How it goes — four phases, plus one that never ends
We watch the work being done by the humans who do it now. Then we write the swarm's org chart: which roles it needs, which models power each one, where it escalates, what "done" looks like.
Role inventory · model selection (per role) · escalation policy · written acceptance criteria.
Worst case: you walk away with an org chart for a team you might never hire. Still useful.
Phase 02 · Prototype — No cure, no pay · ~2 weeks · ~€12,000
A working swarm, on real data, doing real work in front of you. Rough edges visible on purpose. If it doesn't clear the bar we agreed on, you don't pay.
Live swarm, end-to-end · your actual documents, your actual inbox · measurable outcome vs. human baseline · go / no-go decision at the end.
If the swarm can't keep up with the humans, we stop here.
Prototype becomes production. Guardrails, audit logs, approval queues, budget caps, rollback. Weekly demos. Every role model-swappable from day one.
Full audit log, every message, every tool call · approval queues + kill switch per agent · budget caps and blast-radius limits · acceptance gate before go-live.
This is the phase the rest of the industry doesn't offer. We track the frontier, swap models when something meaningfully better ships, and re-run your acceptance tests before any change goes live. No rebuild fees.
Continuous frontier tracking · model swaps on a cadence, not a contract · acceptance tests re-run on every swap · monthly changelog scoped to your swarm.
Pricing summary
Phase
Pricing
No-cure-no-pay
Scope Sprint
€1,500 – €2,500
No
Prototype
~€12,000
Yes
Harden (build)
€15,000 – €25,000
Yes
Frontier retainer
monthly, scoped per swarm
—
Agent work costs more than pure automation because the swarm runs on frontier inference; the retainer covers continuous model tracking and swaps on your behalf.
Frequently asked
Aren't AI agents still too unreliable?
A single large agent — often, yes. A swarm of specialised agents with a Critic role and human escalation — routinely no. The reliability story of 2023 is not the reliability story of 2026. We only ship what clears the acceptance gate we wrote with you.
What happens when a better model ships a week after you deliver?
That's what the frontier retainer is for. We track model releases, swap the affected role, re-run your acceptance tests, and only promote the change if it clears them. No rebuild fees. If you don't want the retainer, you still get a fully model-swappable architecture — you just do the swaps yourself.
Who owns the IP and the code?
You do. Code, prompts, role definitions, memory, audit logs. All yours, handed over, documented. You can cancel the retainer and keep running. We don't lock swarms to our infra.

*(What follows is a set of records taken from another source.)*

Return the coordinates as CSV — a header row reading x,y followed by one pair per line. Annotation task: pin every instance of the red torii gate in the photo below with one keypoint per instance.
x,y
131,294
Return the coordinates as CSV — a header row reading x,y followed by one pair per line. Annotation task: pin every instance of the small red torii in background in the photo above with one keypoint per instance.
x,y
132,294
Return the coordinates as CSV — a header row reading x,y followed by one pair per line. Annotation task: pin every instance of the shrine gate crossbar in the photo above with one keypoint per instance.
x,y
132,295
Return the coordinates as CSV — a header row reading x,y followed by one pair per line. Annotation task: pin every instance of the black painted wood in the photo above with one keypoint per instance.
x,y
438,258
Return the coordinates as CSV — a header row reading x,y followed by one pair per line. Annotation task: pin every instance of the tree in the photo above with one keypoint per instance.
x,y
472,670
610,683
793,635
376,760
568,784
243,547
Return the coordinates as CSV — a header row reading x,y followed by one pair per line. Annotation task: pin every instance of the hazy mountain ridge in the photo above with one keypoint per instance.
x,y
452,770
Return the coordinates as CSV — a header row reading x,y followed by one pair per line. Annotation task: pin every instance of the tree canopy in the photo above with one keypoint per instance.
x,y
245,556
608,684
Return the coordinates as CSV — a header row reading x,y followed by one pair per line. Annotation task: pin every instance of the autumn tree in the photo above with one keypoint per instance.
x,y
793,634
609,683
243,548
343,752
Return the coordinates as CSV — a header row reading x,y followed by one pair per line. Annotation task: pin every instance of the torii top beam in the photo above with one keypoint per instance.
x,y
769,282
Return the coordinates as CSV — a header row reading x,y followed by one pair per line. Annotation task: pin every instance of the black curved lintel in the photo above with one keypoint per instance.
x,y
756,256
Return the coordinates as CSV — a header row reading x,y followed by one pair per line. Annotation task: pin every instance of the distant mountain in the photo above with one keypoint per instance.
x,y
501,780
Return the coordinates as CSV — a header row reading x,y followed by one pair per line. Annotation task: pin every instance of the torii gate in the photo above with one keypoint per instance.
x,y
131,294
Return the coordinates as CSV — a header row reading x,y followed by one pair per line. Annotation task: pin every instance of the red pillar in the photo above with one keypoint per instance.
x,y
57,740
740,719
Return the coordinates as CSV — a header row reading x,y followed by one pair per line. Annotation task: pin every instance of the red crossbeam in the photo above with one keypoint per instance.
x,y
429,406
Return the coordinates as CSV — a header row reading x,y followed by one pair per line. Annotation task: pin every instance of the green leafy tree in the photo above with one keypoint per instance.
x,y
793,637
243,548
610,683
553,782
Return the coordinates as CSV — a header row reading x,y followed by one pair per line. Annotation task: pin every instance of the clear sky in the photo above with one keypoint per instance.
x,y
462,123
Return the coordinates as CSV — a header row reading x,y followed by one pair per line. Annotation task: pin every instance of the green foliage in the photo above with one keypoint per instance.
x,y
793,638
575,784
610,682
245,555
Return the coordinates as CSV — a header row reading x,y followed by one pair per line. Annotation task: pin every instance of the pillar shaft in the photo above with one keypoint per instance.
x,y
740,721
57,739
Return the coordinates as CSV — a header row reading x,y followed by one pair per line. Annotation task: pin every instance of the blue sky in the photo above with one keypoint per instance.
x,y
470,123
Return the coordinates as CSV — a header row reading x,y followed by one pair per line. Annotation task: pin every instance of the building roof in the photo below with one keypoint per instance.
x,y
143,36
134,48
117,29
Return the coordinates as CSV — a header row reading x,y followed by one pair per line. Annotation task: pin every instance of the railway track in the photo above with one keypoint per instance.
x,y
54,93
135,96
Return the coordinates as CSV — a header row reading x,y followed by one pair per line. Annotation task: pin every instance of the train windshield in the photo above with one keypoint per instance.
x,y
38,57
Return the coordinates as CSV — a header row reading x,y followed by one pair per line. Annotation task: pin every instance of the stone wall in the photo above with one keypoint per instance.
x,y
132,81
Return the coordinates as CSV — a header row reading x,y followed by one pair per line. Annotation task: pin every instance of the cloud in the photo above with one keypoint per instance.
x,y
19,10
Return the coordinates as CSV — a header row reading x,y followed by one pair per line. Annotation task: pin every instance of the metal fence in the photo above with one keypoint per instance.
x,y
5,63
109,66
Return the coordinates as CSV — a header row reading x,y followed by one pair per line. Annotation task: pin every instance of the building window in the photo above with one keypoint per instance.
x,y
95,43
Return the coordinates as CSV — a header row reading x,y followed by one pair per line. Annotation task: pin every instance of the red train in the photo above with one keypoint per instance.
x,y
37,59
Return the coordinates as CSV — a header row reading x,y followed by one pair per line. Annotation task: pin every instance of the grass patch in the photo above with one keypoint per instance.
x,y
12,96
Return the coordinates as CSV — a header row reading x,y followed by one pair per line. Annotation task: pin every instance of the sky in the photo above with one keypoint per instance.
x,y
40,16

Which models do you actually use?
Whichever is best for the role right now. Today that usually means a mix: a frontier model for the Drafter, a different frontier model for the Critic (different provider on purpose, so failure modes don't rhyme), a small fast model for the Router, and open-weight or on-prem for anything touching regulated data. This mix will be different in six months.

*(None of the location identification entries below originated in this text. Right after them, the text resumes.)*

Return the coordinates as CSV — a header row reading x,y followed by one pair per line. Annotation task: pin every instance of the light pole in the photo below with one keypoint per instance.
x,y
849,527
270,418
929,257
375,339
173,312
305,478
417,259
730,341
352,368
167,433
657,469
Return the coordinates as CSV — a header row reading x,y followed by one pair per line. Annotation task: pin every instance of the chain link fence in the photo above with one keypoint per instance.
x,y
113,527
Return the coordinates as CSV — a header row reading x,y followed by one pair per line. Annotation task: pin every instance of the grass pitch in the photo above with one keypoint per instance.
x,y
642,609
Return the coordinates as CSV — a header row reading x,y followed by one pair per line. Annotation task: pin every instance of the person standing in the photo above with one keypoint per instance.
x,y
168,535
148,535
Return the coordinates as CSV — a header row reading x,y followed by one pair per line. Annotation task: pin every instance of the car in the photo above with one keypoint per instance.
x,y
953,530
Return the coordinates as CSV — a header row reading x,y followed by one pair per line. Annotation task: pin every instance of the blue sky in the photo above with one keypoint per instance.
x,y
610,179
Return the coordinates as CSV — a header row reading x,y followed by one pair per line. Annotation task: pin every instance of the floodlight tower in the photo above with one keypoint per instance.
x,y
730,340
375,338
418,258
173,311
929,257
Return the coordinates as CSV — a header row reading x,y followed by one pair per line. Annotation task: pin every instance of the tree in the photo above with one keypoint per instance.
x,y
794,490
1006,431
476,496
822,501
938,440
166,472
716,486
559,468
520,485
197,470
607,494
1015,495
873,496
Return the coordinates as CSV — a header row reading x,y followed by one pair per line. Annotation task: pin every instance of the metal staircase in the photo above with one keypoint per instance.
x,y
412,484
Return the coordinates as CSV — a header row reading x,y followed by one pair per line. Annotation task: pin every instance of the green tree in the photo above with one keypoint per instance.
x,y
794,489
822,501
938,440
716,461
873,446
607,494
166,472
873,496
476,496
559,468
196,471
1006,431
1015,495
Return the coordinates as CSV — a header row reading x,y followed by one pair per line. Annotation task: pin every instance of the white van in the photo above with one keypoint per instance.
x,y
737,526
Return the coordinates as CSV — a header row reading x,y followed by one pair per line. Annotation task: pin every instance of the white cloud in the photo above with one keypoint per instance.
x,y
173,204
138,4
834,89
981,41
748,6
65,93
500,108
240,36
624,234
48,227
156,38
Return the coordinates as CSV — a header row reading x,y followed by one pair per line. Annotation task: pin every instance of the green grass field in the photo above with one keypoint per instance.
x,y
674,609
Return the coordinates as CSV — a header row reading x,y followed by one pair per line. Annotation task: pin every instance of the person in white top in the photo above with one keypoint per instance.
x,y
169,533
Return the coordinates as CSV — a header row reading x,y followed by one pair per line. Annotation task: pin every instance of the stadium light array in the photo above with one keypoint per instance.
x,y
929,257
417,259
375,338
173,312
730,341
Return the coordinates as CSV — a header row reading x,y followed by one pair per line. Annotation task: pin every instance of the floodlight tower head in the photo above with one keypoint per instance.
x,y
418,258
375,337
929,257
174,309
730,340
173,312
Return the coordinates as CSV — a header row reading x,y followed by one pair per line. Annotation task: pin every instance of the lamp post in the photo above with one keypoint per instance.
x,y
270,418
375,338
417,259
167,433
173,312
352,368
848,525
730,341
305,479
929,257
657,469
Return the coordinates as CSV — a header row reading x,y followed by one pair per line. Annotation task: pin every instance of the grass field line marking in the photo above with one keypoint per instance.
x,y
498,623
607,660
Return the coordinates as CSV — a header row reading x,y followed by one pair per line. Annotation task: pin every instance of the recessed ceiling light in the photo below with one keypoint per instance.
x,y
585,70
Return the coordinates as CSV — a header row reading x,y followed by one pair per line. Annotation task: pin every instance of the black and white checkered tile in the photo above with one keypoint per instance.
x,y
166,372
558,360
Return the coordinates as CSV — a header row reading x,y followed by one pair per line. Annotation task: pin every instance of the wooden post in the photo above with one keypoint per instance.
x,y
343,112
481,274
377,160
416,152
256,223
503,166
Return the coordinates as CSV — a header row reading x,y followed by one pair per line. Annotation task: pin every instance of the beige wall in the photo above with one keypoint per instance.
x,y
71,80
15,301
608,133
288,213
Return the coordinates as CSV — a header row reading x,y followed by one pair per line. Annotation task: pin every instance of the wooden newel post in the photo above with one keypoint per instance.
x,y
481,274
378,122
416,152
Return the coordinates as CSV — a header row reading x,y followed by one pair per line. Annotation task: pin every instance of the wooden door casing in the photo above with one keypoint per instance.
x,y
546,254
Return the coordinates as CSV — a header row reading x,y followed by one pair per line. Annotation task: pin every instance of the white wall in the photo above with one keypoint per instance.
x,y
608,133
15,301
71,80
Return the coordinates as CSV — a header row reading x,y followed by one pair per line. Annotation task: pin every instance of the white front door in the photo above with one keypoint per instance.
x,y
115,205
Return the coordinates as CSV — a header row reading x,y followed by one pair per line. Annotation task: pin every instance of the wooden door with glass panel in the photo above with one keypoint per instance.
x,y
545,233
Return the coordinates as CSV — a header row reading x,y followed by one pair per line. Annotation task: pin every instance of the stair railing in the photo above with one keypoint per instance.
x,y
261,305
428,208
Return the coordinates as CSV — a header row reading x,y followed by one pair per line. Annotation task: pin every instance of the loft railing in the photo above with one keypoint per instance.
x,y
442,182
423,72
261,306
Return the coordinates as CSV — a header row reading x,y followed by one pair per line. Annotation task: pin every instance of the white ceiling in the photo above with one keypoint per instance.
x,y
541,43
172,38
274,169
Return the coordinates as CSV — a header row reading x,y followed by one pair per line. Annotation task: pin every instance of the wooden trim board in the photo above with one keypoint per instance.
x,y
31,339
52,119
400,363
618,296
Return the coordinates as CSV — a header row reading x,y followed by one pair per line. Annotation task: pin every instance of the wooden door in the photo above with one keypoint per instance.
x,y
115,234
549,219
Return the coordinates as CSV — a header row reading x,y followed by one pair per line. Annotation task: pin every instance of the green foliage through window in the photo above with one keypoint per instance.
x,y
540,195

How is this different from Automation?
Automation handles work where the shape is known and the rules are stable. Agents handle work where every case is different and the answer requires judgment. If you can describe the steps, you want Automation. If you can only describe the outcome, you want a swarm.
What about safety and data?
Every tool call is audited. Every agent has scoped permissions. Every action that touches money, customers, or irreversible state routes through an approval queue by default. EU-hosted standard. On-prem and local-swarm for regulated data. Kill switch per agent.